CREDIT: ANTON VAGANOV/EPA
The attack on St Petersburg in some ways resembles a throwback to an earlier time. With the recent spate of low-tech incidents involving knife-wielding and car driving extremists, the perception was that the nature of the terrorist threat had evolved. The as of yet unclaimed atrocity in St Petersburg is a reminder of how terrorists continue to deploy explosives to advance their causes, and how Russia remains a priority target for international terrorist networks.

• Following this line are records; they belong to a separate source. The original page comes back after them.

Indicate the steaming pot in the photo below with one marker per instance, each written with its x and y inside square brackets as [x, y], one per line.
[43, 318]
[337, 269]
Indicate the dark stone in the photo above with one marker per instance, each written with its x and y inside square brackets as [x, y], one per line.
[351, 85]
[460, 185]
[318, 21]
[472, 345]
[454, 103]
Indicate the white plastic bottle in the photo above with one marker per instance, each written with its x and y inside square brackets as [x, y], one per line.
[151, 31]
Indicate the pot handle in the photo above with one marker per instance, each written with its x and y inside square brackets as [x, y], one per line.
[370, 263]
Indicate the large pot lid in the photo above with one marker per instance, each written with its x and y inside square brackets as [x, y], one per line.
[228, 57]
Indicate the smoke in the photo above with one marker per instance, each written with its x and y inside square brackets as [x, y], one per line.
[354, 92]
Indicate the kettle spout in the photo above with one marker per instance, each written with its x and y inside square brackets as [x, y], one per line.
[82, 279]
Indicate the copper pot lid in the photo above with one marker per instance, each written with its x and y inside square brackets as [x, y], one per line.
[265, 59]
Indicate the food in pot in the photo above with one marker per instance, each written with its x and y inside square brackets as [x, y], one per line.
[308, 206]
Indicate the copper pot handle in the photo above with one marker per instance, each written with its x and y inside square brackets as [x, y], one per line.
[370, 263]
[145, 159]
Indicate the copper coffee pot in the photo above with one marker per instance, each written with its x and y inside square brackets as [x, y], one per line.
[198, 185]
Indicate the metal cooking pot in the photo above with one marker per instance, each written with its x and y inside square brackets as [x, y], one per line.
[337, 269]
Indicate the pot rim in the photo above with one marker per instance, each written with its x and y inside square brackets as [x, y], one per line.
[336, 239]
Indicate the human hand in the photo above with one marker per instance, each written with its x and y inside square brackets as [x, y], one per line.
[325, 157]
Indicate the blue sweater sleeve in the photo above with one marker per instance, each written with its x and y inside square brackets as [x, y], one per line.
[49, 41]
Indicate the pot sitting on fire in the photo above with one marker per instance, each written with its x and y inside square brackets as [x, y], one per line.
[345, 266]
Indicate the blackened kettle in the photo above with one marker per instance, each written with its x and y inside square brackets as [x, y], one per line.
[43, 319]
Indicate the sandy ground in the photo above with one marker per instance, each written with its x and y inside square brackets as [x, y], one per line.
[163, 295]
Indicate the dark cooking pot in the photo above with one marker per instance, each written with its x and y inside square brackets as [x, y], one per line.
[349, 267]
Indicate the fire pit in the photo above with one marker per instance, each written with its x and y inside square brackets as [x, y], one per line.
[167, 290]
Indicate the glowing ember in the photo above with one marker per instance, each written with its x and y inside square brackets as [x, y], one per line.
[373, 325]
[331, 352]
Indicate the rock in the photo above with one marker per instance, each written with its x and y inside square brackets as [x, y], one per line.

It is not yet clear who is responsible for the attack in Russia, though initial indicators suggest that it was by an individual of Central Asian origin who may have previously been radicalised. This comes after an arrest earlier in March at Moscow airport of a Tajik citizen who had reportedly been sent by Isil to launch an attack in Russia. According to reports in the Russian press, the Tajik had been deployed to connect with networks already in the country who were to supply him with equipment to launch a terrorist strike. Central Asians were also implicated in the attacks late last year on the Ataturk Airport and Reina nightclubs in Istanbul, and in an attack on the Chinese Embassy in Bishkek last August.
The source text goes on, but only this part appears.